John 9:39-41

De Heer Jezus spreekt tot de farizeeën

De Heer spreekt verder tot de man over het doel van Zijn komst in de wereld. Hij doet dat vooral met het oog op de farizeeën die erbij staan. Hij is in de wereld gekomen tot een oordeel. Dat is niet om te oordelen in de zin van veroordelen, maar om over alle dingen te oordelen, om alle dingen en mensen in het licht te stellen. Waar Hij komt, wordt alles gezien zoals het werkelijk is. In Zijn tegenwoordigheid is geen bedrog mogelijk. Zij die blind zijn en zich dat bewust zijn, worden door Hem ziende gemaakt. Zij die zeggen dat ze zien, blijken blind te zijn als ze met Hem in aanraking komen.

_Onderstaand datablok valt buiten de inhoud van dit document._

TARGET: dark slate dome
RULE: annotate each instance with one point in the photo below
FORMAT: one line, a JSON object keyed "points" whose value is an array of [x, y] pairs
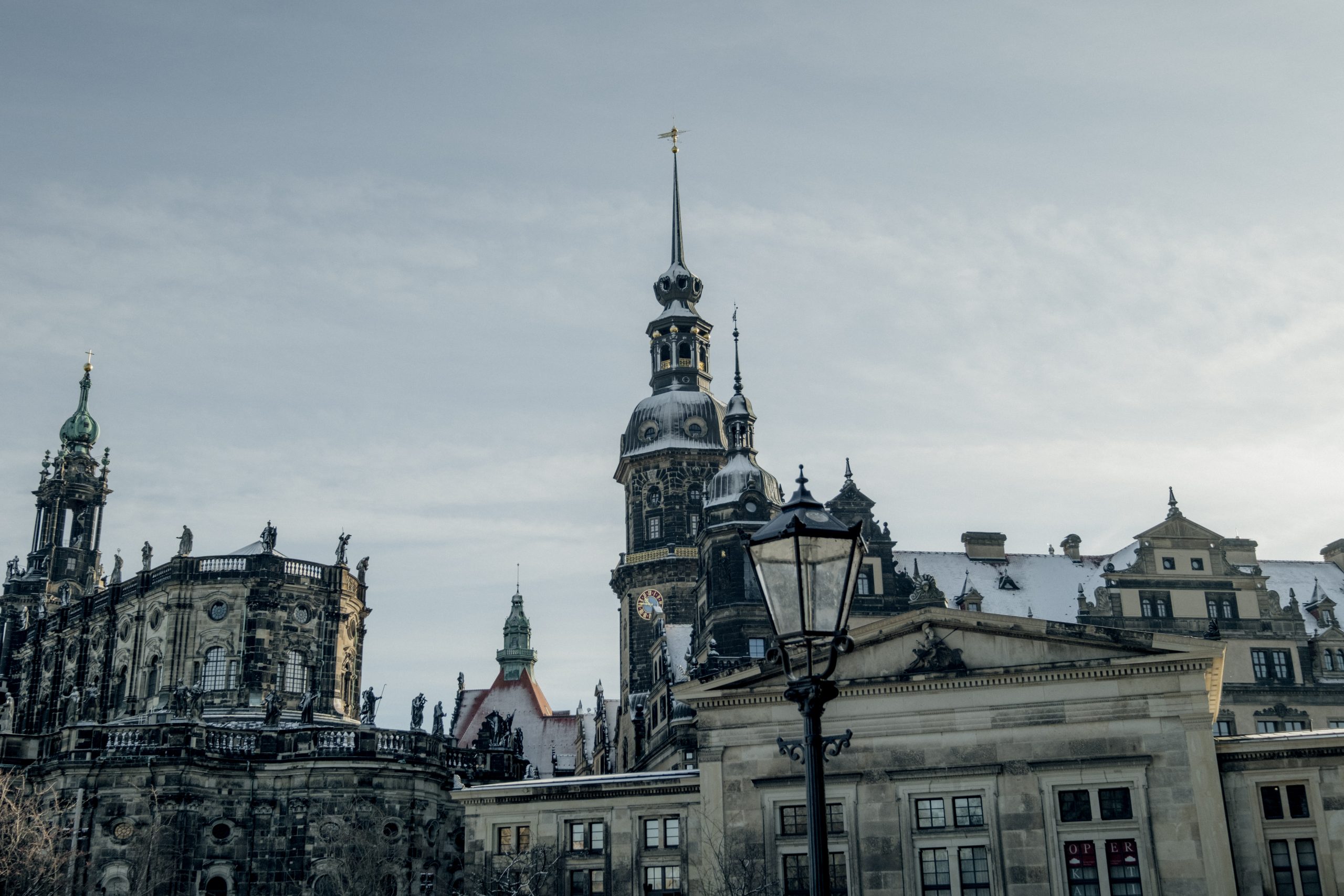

De farizeeën die horen wat Hij zegt, vragen Hem of zij soms ook blind zijn. Ze begrijpen dat Hij een geestelijke blindheid bedoelt, maar ze stellen de vraag zonder dat hun geweten is aangeraakt en met grote verontwaardiging in hun stem. Hoe durft Hij zoiets te beweren!

In Zijn antwoord spreekt de Heer niet meer in algemene termen, zoals in Jh 9:39, maar Hij spreekt de farizeeën rechtstreeks aan. Ze vragen Hem ernaar en Hij geeft hun antwoord. Als ze blind zouden zijn, dat wil zeggen als zij zich bewust zouden zijn dat zij geen zicht op God hebben, dan is er voor hen hoop dat hun ogen worden geopend. Het zou de belijdenis van hun zonden betekenen, waardoor hun zonden zouden worden weggenomen en zij dus geen zonde meer zouden hebben. De man die blind is geweest, kan nu zien, niet alleen lichamelijk, maar ook geestelijk. Hij is tot bekering gekomen en van zijn zonden bevrijd.

Omdat de farizeeën zeggen dat ze zien, bewijzen ze dat ze geen oog hebben voor hun blindheid. Daarom is er voor hen geen hoop. Zolang ze denken dat er niets met hen aan de hand is, blijven ze in hun zonde en onder het oordeel dat daarop rust.